Doch von Anfang an: Nicholas Van Orten ist ein eiskalter Geschäftsmann, ein steinreicher Investment-Banker, den Michael Douglas spielt wie eine konsequente Weiterentwicklung seine Figur des Gordon Gekko in Oliver Stones WALL STREET (USA, 1987). Sein Leben verläuft in festgefügten Bahnen; Ablenkung gönnt er sich ebensowenig wie menschliche Gefühle – seine Sekretärin, die lediglich zu seinem Geburtstag gratuliert, ist ihm schon verdächtig. Sein riesiges Haus ist Flucht- wie Trutzburg zugleich, mit der eiskalten Atmosphäre einem Tresor nicht unähnlich. Seine Frau hat ihn längst verlassen. Da taucht sein Bruder Conrad (Sean Penn) auf und schenkt ihm zum Geburtstag eine Einladung des „Consumer Recreation Services“ (CRS), um mit einem Spiel Schwung in sein Leben zu bringen. Nach einigem Zögern geht Van Orten auf das Angebot ein und sucht das Büro von CRS auf. Dort eröffnet man ihm, daß keinerlei Angaben über das Spiel gemacht werden können, weil es auf jeden Teilnehmer individuell zugeschnitten wird. Er füllt stundenlang Fragebögen aus und läßt physische Belastungstests über sich ergehen. Dann schickt man ihn nach Hause, und, ohne daß es Van Orten ahnt, hat das Spiel längst begonnen. Die mysteriöse Schönheit Christine (so unglaublich cool wie immer: Deborah Kara Unger) kreuzt nicht zufällig seine Bahn...


THE GAME beschreibt, das ist nicht schwer zu erraten, den Weg einer Läuterung (etwas bösartiger könnte man auch von der vollständigen Brechung seiner Figur sprechen). Sie beginnt mit den seine ganze Allmacht spiegelnden Großaufnahmen von Michael Douglas’ Gesicht in den ersten Einstellungen und endet irgendwo im letzten Drittel des Films. Da ist Van Orten nur noch ein verwischter Schemen im Scheinwerferlicht auf einer Landstraße in Mexiko. Kaum auszumachen in der Nacht, sein bisheriges Wesen nahezu ausgelöscht. Van Orten spielt zum ersten Mal in seinem Leben und verliert prompt, weil er die Spielregeln nicht kennt, die völlige Kontrolle über seine gesamte Existenz. Zug um Zug verwandelt sich sein vertrautes Dasein in einen Alptraum, verändert sich die Welt in ein Spielbrett, auf dem er wie eine Figur herumgeschubst wird.

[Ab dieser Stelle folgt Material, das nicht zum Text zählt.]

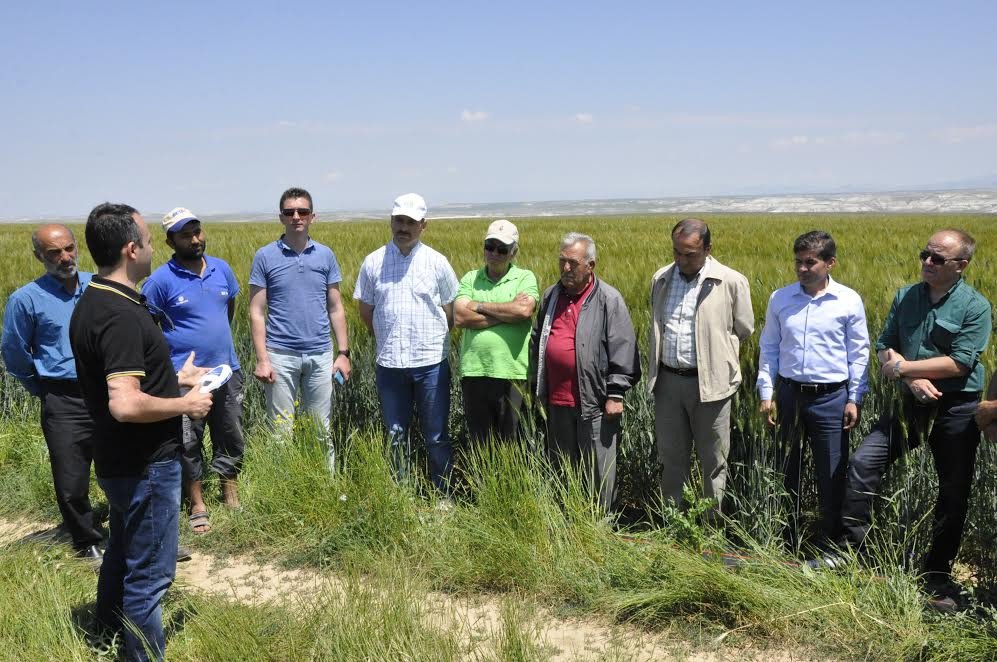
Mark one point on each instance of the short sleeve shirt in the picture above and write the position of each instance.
(197, 307)
(114, 335)
(958, 326)
(297, 286)
(407, 293)
(500, 351)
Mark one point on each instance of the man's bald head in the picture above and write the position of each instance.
(55, 247)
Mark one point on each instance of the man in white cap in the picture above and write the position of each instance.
(406, 291)
(494, 306)
(197, 292)
(294, 303)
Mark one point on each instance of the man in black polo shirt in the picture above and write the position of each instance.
(133, 395)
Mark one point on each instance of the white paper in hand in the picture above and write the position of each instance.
(215, 378)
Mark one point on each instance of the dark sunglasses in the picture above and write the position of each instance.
(935, 258)
(162, 319)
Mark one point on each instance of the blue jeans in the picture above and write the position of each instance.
(141, 557)
(312, 374)
(428, 387)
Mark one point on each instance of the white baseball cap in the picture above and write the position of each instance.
(177, 219)
(504, 231)
(411, 205)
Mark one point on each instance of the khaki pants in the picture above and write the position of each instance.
(681, 420)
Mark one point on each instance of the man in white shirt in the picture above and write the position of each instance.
(406, 292)
(815, 344)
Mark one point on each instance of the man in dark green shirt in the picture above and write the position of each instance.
(931, 347)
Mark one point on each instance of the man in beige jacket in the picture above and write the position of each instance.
(700, 314)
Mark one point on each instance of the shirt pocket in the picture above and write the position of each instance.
(943, 332)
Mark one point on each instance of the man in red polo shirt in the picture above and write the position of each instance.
(583, 358)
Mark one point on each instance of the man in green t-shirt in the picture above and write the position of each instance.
(494, 306)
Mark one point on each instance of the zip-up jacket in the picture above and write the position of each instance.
(606, 356)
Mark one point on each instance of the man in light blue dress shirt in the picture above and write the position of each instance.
(812, 373)
(36, 351)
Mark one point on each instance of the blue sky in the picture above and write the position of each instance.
(219, 106)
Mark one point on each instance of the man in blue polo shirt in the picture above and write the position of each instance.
(294, 302)
(36, 351)
(197, 293)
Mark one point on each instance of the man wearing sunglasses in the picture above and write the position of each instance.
(583, 360)
(934, 335)
(294, 302)
(701, 313)
(494, 306)
(405, 291)
(36, 351)
(133, 395)
(197, 293)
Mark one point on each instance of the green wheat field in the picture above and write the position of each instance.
(516, 533)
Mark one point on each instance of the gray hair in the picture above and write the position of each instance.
(573, 238)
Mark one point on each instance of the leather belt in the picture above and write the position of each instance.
(814, 389)
(681, 372)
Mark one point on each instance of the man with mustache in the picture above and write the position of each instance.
(294, 302)
(36, 351)
(197, 292)
(406, 292)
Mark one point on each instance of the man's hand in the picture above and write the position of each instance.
(613, 408)
(190, 375)
(196, 403)
(851, 417)
(986, 413)
(343, 365)
(923, 390)
(767, 407)
(263, 371)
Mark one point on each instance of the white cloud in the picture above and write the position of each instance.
(963, 134)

Der Regisseur David Fincher hat, ich erwähnte es bereits in meiner Kritik zu SE7EN, eine ausgesprochene Vorliebe für kritische Blicke auf die religiösen Spielarten der Gegenwart. In ALIEN3 zeigte er, zum Mißfallen des jugendlichen Publikums, den Zerfall einer klosterähnlichen Männergesellschaft, in die ein Feind – in Gestalt einer Frau! – eindringt. In SE7EN veranschaulichte er die systematische Zertrümmerung eines/der Menschen durch einen religiös geprägten Gerechtigkeitswahn. Und nun, in THE GAME, sind die Parallelen zu Scientology so offensichtlich, daß ich mich nur wundern kann, daß dieser Aspekt in keiner mir zugänglichen Kritik angesprochen wird.1


Van Ortens Leidensweg beginnt bei CRS mit einer Fülle von obskuren Fragebögen über sein Leben, seine Sexualität, sein Verhältnis zum Vater usw. Mit diesen zweifelhaften Persönlichkeitstests startet auch der gemeine Durchschnitts-Scientologe seine Karriere. Im Film wie im wirklichen Leben gibt der Teilnehmer damit seinen Gegenspielern jede nur gewünschte Information preis. Die gezielte Manipulation des Individuums wird dadurch zum Kinderspiel. „Ist Ihr Leben ein ständiger Kampf ums Überleben?“ und „Würden Sie lieber Befehle geben als empfangen?“ lauten zwei beliebig ausgewählte Fragen aus einem Scientology-Persönlichkeitstest für die Straßenwerbung. Fragen ähnlichen Kalibers muß auch Nicholas Van Orten beantworten. Später, als sein Leben schon eine einzige Fluchtbewegung ist, wird er feststellen, daß CRS seine gesamten Konten – privat wie geschäftlich – leergeräumt hat. Die finanzielle Ausplünderung, das Hauptbestreben jeglicher Religion, ist bei Scientology besonders ausgeprägt, sucht es doch Zugang zu neuer Gefolgschaft speziell über Managementtraining-Firmen und Unternehmensberatungen. Und die Preise für die nötigen Kurse, um in der Scientology-Hierarchie aufzusteigen, sprechen eine eigene Sprache.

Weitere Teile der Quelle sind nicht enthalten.